Após o estranho “golpe
de Estado” militar de Julho de 2016, Erdogan conclui a depuração do Estado e de
instituições privadas, dos professores aos jornalistas. As eleições deste
domingo decorrem com mais de cem jornalistas presos e com 90% dos jornais e dos
canais de televisão encerrados ou nas mãos de “amigos” de Erdogan. A Turquia
vive desde 2016 em “estado de urgência”.
A revisão constitucional
que institui o presidencialismo é aprovada no referendo de Abril de 2017 por
51,4% dos votos, muito abaixo do que Erdogan desejava. Mas só entrará em vigor
após novas eleições. Entre as inovações, está a eliminação do cargo de
primeiro-ministro. O Presidente da República concentrará todo o poder
executivo.
Que pensam os turcos?
Para acelerar a completa
concentração do poder, Erdogan anunciou, a 18 de Abril, a antecipação do voto
previsto para Novembro de 2019. O novo texto constitucional permite-lhe exercer
dois mandatos de cinco anos. Tenciona ser Presidente até 2028?
Outra razão terá sido a
vontade de favorecer a reeleição à primeira volta, aproveitando a dispersão da
oposição e antes que a instável situação económica se degrade. E precisa de
garantir a maioria absoluta no Parlamento. São “eleições vitais” para Erdogan.

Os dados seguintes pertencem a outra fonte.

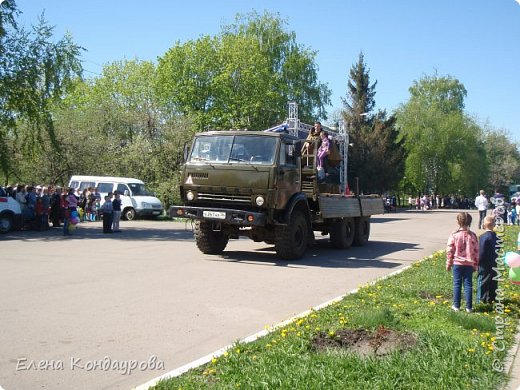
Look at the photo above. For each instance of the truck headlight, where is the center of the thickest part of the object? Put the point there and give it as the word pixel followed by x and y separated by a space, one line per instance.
pixel 259 200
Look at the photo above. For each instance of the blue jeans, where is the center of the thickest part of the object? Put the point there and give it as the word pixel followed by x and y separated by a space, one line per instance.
pixel 463 274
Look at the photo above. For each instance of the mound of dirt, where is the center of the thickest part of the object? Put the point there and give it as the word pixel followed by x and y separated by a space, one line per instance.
pixel 364 342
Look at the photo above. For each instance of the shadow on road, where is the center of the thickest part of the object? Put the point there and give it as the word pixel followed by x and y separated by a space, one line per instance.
pixel 322 255
pixel 136 232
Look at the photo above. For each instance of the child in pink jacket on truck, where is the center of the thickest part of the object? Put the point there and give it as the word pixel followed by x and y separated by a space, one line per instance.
pixel 462 257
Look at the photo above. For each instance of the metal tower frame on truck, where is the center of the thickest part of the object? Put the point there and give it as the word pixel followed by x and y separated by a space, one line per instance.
pixel 341 136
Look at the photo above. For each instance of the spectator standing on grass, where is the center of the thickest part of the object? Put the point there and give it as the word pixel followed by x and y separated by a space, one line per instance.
pixel 107 214
pixel 481 203
pixel 486 285
pixel 116 206
pixel 462 257
pixel 71 204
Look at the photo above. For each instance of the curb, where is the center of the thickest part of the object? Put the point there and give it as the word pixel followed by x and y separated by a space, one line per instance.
pixel 206 359
pixel 513 356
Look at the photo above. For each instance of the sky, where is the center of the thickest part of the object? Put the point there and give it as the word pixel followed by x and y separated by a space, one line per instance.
pixel 476 42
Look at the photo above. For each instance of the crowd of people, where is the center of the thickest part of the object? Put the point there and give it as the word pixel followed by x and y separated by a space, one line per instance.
pixel 46 206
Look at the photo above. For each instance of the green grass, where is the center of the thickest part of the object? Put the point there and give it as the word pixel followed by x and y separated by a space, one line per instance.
pixel 454 350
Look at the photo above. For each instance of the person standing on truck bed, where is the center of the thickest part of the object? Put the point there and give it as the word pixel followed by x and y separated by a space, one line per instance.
pixel 322 155
pixel 310 141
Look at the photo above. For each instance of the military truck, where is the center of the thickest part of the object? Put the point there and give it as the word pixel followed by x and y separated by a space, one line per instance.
pixel 257 184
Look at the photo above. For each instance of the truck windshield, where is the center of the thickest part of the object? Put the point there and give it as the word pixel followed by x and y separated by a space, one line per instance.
pixel 139 189
pixel 244 149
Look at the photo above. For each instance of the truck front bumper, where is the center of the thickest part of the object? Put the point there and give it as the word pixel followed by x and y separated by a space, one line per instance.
pixel 227 216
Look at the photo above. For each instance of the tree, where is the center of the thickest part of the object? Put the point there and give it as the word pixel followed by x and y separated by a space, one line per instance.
pixel 34 74
pixel 375 158
pixel 243 77
pixel 503 159
pixel 440 140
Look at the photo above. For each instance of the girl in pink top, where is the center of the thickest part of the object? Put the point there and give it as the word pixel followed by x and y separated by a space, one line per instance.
pixel 462 257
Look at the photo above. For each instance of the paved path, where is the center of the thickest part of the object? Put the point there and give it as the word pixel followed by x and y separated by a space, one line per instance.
pixel 149 292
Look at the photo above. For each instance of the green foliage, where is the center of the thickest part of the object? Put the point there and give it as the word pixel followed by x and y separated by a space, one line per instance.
pixel 443 145
pixel 243 77
pixel 35 73
pixel 375 158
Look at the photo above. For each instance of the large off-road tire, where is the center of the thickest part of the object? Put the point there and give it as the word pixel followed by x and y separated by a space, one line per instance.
pixel 6 223
pixel 208 241
pixel 129 214
pixel 342 233
pixel 291 240
pixel 362 231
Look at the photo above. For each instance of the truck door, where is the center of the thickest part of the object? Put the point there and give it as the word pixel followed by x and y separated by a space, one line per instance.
pixel 288 175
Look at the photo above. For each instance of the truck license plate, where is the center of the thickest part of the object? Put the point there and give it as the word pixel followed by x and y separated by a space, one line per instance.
pixel 214 214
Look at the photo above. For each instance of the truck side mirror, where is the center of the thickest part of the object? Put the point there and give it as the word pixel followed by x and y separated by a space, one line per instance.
pixel 297 149
pixel 187 150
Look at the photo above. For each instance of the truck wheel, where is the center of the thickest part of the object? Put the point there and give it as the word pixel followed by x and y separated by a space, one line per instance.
pixel 6 223
pixel 342 233
pixel 208 241
pixel 362 231
pixel 129 214
pixel 291 240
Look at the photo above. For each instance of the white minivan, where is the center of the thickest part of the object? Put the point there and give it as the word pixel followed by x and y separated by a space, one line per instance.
pixel 136 199
pixel 10 213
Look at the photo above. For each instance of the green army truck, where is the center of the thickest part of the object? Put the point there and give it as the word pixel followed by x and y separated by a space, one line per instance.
pixel 257 184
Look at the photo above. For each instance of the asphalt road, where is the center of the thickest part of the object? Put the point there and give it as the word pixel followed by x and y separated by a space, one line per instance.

Mas terá sido surpreendido. Enfrenta cinco concorrentes, um dos quais, Muharrem
Ince, do Partido Republicano do Povo (CHP, herdeiro da tradição kemalista), se
revelou uma alternativa credível, com trunfos para o forçar a uma segunda
volta, em que contaria com o voto de quase todos os outros concorrentes.
As eleições deste domingo
serão tratadas noutro texto. Aqui interessa referir alguns dados do estudo
acima citado, do think-tank liberal
Center for American Progress, publicado em Fevereiro, com base numa amostra
nacional de 2453 pessoas, inquiridas em Novembro de 2017.
A primeira constatação é
que “os turcos estão profundamente divididos segundo linhas partidárias e
ideológicas”, mas também sob outros critérios menos evidentes.
Para começar, 45% dos
inquiridos pensam que a situação na Turquia está a caminhar “para pior”, contra
34% que acham que está a caminhar “para melhor”, e, para 17%, “nem melhor nem
pior”. É entre os simpatizantes do AKP que o optimismo domina (63% contra 17%).
Não se tirem conclusões precipitadas. Quantos aprovam e quantos desaprovam o
“modo como Erdogan exerce o seu cargo presidencial”? A aprovação é de 48% (91%
entre os votantes do AKP) contra 42%, que têm uma opinião negativa. A repressão
após o “golpe de Estado” de 2016 divide ao meio a opinião: “apropriada” para
44%, “desapropriada” para 44%. A aprovação domina nas categorias de ensino mais
baixas e a condenação nas mais altas.
No relativo ao
nacionalismo, manifestamente fortalecido pela guerra síria, há algumas
respostas interessantes. É a Turquia “um líder natural do mundo muçulmano”?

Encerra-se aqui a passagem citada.